Rotator Cuff Injury
Subscapularis tendonopathy is a painful condition involving irritation or impingement of the subscapularis.
The subscapularis tendon is the largest of four tendons that make up the rotator cuff. Its function is to turn the arm inwards and behind the back and it is important when doing any lifting movements across your chest, and also for overhead actions, such as swimming, throwing and racquet sports.
The upper part of the tendon can become impinged, meaning it gets trapped in the subacromial space between tendon and bone and becomes inflamed.

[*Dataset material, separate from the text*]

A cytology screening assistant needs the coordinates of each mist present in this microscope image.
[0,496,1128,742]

Pain may be felt at the front of the shoulder when lifting the arm away from the body and at or above shoulder height, or across the body at shoulder level. Movements involving turning the bent arm away from the body to its full extent may also produce a sharp pain at shoulder height.
Signs & Symptoms
- Persistent shoulder pain with overhead activity, such as throwing, swimming or racquet sports.

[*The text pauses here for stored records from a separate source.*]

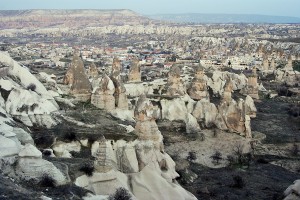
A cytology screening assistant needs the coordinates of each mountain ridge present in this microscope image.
[147,13,300,23]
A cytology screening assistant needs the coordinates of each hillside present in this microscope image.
[0,10,151,29]
[149,13,300,23]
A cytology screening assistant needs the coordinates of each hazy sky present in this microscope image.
[0,0,300,17]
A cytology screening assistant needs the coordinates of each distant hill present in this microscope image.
[0,9,151,29]
[148,13,300,23]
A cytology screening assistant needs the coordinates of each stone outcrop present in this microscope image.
[110,58,128,110]
[192,89,256,138]
[262,56,270,71]
[134,95,162,143]
[16,144,68,185]
[0,52,59,127]
[94,136,113,173]
[0,135,20,158]
[110,57,122,81]
[274,55,300,87]
[192,99,218,127]
[222,78,233,103]
[87,63,99,79]
[241,68,259,99]
[91,75,116,111]
[128,59,141,82]
[188,64,209,100]
[207,71,247,96]
[284,180,300,200]
[284,55,294,71]
[64,53,91,101]
[75,95,196,199]
[166,65,186,96]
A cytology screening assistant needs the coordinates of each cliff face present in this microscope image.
[0,10,150,29]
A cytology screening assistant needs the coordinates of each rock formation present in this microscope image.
[91,74,116,111]
[64,53,91,101]
[166,65,186,96]
[110,58,128,110]
[87,63,99,79]
[284,55,294,71]
[110,57,122,81]
[270,58,276,70]
[262,56,269,71]
[188,64,209,100]
[274,55,300,87]
[75,95,196,200]
[134,95,162,143]
[16,144,68,185]
[0,53,59,127]
[222,78,233,103]
[284,180,300,200]
[241,68,259,99]
[128,59,141,82]
[94,136,112,173]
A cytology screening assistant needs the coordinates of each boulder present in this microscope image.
[91,75,116,111]
[16,144,68,185]
[64,53,91,101]
[128,59,141,82]
[188,64,209,100]
[0,135,20,157]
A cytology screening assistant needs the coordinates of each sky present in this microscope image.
[0,0,300,17]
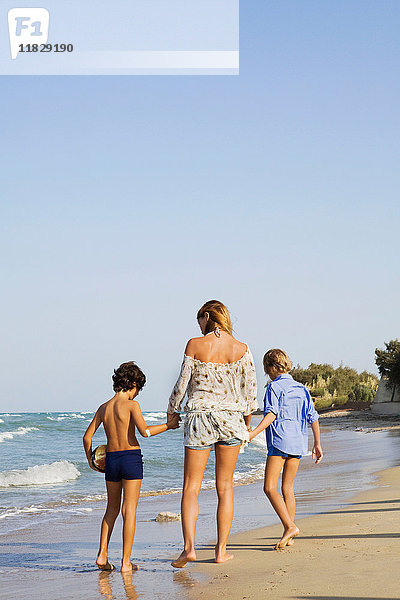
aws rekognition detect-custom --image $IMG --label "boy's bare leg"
[215,444,240,563]
[171,448,210,568]
[264,456,299,550]
[96,481,122,570]
[121,479,142,573]
[282,458,300,546]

- Swelling of the shoulder or upper arm.
- Weakness – especially during rotation and abduction movement.
- Rest the affected limb until inflammation has subsided and movement is manageable.

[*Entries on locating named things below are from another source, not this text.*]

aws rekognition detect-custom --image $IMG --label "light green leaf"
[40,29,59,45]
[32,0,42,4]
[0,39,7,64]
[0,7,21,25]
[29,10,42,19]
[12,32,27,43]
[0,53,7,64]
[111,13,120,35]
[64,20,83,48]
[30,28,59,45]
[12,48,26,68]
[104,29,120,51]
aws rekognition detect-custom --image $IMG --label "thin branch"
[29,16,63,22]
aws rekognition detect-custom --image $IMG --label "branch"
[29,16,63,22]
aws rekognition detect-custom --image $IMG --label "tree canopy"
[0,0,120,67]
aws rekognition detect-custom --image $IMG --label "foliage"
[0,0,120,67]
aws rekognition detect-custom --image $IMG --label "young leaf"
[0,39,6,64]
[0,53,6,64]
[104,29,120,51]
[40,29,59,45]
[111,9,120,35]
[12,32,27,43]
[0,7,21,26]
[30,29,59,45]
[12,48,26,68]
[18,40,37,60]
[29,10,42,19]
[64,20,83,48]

- Ice the area of inflammation with a covered icepack for 20 minutes at a time to ease inflammation.
- Modify activities that aggravate symptoms further (e.g. lifting / reaching overhead).
- Oral pain relief is often recommended by GPs, such as paracetamol (with or without codeine), or a non steroidal anti-inflammatory, such as ibuprofen.
- Individuals may be referred for physiotherapy to optimise shoulder joint function and stabilise surrounding muscles through targeted exercises.
- Corticosterioid injections may be offered if other pain relief options, and physiotherapy, have not shown improvement in symptoms.